His expression of amused disbelief made her want to throw up.

“Can we agree on soft spot?” he suggested with the same insufferable smile.

Poppy shuddered. She averted her face, trying to hide behind her shoulder. “I miss the old you, the nice you. Can you please bring Randall Grant back?”

“Randall Grant is dead.”

Her head jerked up and her gaze met his.

He nodded, expression almost sympathetic. “Yes, dead, because he never existed. I am Dal Grant, and have always been Dal. You made me into this Randall who was good and kind and considerate, but that’s not me. It never has been.”

“Fine. You’re Dal Grant. Congratulations.” She yanked on her hand, struggling to free herself, struggling with a new, feverish desperation. “Now, let me go.”

“Not yet.”

“Why not?”

“Because we need to finish establishing a few things—”

“I think we’ve established quite a lot already. You’re Dal, not Randall. You’re not a nice man and you never have been. You think I betrayed you—”

“I know you betrayed me.”

“And you want me to betray Sophie.”

“But you don’t want to do that.”

“Of course I don’t. And I won’t.”

“Because she was your champion. She protected you from the time you were just a charity case at Haskell’s—”

“Stop, just stop.”

“I understand more than you think I do. I know more than you think I do, too.
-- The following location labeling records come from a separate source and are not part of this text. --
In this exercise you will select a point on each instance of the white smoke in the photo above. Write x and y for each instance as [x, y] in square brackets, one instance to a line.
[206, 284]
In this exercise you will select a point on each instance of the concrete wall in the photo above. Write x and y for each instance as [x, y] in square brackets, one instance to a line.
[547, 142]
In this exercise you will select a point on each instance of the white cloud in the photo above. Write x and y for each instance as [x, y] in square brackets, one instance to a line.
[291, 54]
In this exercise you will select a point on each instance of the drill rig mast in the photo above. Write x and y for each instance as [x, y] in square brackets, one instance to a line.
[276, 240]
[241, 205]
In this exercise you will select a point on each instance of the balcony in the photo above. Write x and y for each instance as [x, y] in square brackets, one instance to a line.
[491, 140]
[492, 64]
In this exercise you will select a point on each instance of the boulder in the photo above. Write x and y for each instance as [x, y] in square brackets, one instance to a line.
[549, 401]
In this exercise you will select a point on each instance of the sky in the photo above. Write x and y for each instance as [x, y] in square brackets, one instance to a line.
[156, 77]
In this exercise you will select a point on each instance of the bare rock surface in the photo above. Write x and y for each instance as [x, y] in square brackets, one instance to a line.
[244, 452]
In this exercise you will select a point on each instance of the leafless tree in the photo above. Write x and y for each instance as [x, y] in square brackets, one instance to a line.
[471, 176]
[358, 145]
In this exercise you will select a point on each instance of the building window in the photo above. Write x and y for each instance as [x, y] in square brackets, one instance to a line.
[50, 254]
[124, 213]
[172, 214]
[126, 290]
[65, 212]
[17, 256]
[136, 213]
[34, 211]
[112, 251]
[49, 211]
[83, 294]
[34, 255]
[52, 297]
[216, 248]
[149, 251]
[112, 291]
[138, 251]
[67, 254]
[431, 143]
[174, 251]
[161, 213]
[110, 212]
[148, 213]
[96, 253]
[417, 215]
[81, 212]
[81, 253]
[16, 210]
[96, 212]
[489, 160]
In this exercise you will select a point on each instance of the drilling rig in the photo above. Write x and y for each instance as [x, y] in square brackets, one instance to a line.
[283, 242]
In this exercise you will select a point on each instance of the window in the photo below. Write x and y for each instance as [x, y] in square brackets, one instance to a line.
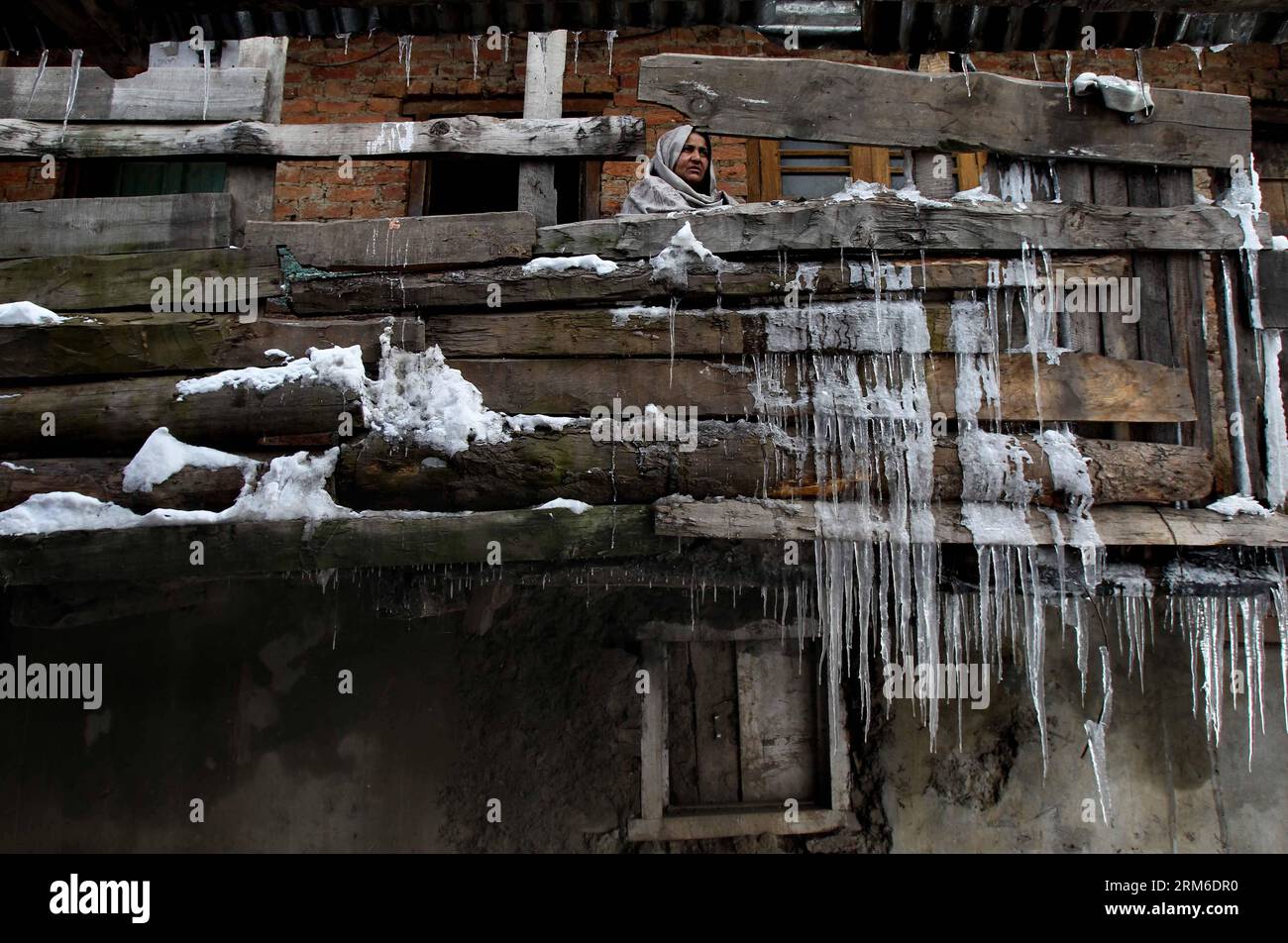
[449, 184]
[811, 169]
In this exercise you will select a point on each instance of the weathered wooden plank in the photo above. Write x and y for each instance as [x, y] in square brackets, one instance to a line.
[647, 330]
[632, 283]
[702, 630]
[715, 708]
[102, 478]
[722, 460]
[1082, 386]
[114, 224]
[103, 282]
[116, 416]
[253, 183]
[1117, 524]
[682, 746]
[735, 822]
[542, 98]
[127, 343]
[653, 733]
[400, 243]
[777, 98]
[590, 137]
[170, 94]
[1186, 314]
[1153, 308]
[777, 724]
[888, 223]
[288, 547]
[1273, 274]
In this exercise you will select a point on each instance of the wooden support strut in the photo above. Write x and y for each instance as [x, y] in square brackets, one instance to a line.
[542, 98]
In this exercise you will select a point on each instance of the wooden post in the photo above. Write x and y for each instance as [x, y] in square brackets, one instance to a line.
[252, 183]
[542, 98]
[653, 755]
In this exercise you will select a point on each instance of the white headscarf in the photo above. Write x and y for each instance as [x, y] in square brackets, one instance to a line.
[662, 189]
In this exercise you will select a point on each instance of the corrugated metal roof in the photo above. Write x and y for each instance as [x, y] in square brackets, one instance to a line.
[117, 30]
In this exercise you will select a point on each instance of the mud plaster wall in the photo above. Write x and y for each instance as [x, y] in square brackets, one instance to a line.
[232, 697]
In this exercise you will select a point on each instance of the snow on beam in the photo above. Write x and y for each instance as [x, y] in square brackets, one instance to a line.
[864, 104]
[115, 224]
[120, 343]
[366, 543]
[116, 416]
[589, 137]
[1117, 524]
[102, 282]
[888, 223]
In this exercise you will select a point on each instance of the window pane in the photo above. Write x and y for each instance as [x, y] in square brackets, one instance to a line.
[812, 185]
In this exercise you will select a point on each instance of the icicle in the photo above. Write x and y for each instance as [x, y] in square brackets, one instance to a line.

I know you grew up poor and insecure, and how you believed that you had to be perfect, or close to perfect, because one misstep and you could lose it all. Your scholarship at Haskell’s. Your friendship with Sophie. And then later, your job with me. Sophie once said that the reason you were so dependable was because you knew life was precarious and fraught with uncertai

nties. You’d told her that the best way to survive, and maybe the only way to survive, was by being necessary to those around you. So you became Sophie’s rock. And then my rock.”

“You were Sophie’s rock, too,” he continued, “but she’s gone now, and that leaves just you and me.”

She flushed deeply, even as her body throbbed with awareness. Randall’s arm still lay across her thighs, and his hand continued to cup her knee, and her pulse was beating so hard that her head felt woozy. “I don’t like the way you make that sound.”

“How am I making it sound?”

“As if there is something...illicit...between us. But there is nothing illicit. There is just a work relationship, and this—” she broke off, gesturing to the chair and the place she sat “—is not proper or professional and I’m asking you to let me go so that I can return to my chair.”

“Did you not invite Renzo to my wedding today?”

Her stomach rose and fell and she stared into Randall’s golden eyes, stricken. Had Renzo contacted Randall? Had there been communication of some sort between the two men?

But no, that couldn’t be. There was no way.

He was making wild guesses, trying to unsettle her, and it was unsettling, but he didn’t know anything and she could not, absolutely could not, give him details. Let him speculate all he wanted, but it would be disastrous if she confirmed her part in today’s debacle.

Stay calm, she told herself. Don’t panic.

And don’t feel, and don’t think about how warm Randall’s hand is, or how heat seemed to radiate from him to her, seeping into her skin, making her aware of how large his hands were, and how the pressure of his forearm across her thighs made her feel tingly, and tingly wasn’t good. Tingly was dangerous.

“It’s not disloyal to care for us both,” he added after a moment.